SCHOOL DAYS
"Yes, I remember it very well."
"Well, the Doctor, after he'd flogged me, told me himself that he didn't flog me for using a translation, but for taking it into lesson, and using it there when I hadn't learned a word before I came in. He said there was no harm in using a translation to get a clew to hard passages if you tried all you could first to make them out without."
"Did he, though?" said Tom; "then Arthur must be wrong."
"Of course he is," said Gower, "the little prig. We'll only use the crib when we can't construe without it. Go ahead. East."
And on this agreement they started; Tom satisfied with having made his confession, and not sorry to have a locus pœnitentæ, and not to be deprived altogether of the use of his old and faithful friend.

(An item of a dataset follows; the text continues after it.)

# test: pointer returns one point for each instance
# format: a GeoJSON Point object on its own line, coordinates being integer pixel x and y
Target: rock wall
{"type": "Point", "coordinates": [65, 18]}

The boys went on as usual, each taking a sentence in turn, and the crib being handed to the one whose turn it was to construe. Of course, Tom couldn't object to this, as, was it not simply lying there to be appealed to in case the sentence should prove too hard altogether for the construer? But it must be owned that Gower and East did not make very tremendous exertions to conquer their sentences before having recourse to its help. Tom, however, with the most heroic virtue and gallantry, rushed into his sentence, searching in a high-minded manner for nominative and verb, and turning over his dictionary frantically for the first hard word that stopped him. But in the mean time Gower, who was bent on getting to fives, would peep quietly into the crib, and then suggest, "Don't you think this is the meaning?" "I think you must take it this way, Brown"; and as Tom didn't see his way to not profiting by these suggestions, the lesson went on about as quickly as usual, and Gower was able to start for the fives'-court within five minutes of the half-hour.
When Tom and East were left face to face, they looked at each other for a minute, Tom puzzled, and East chock-full of fun, and then burst into a roar of laughter.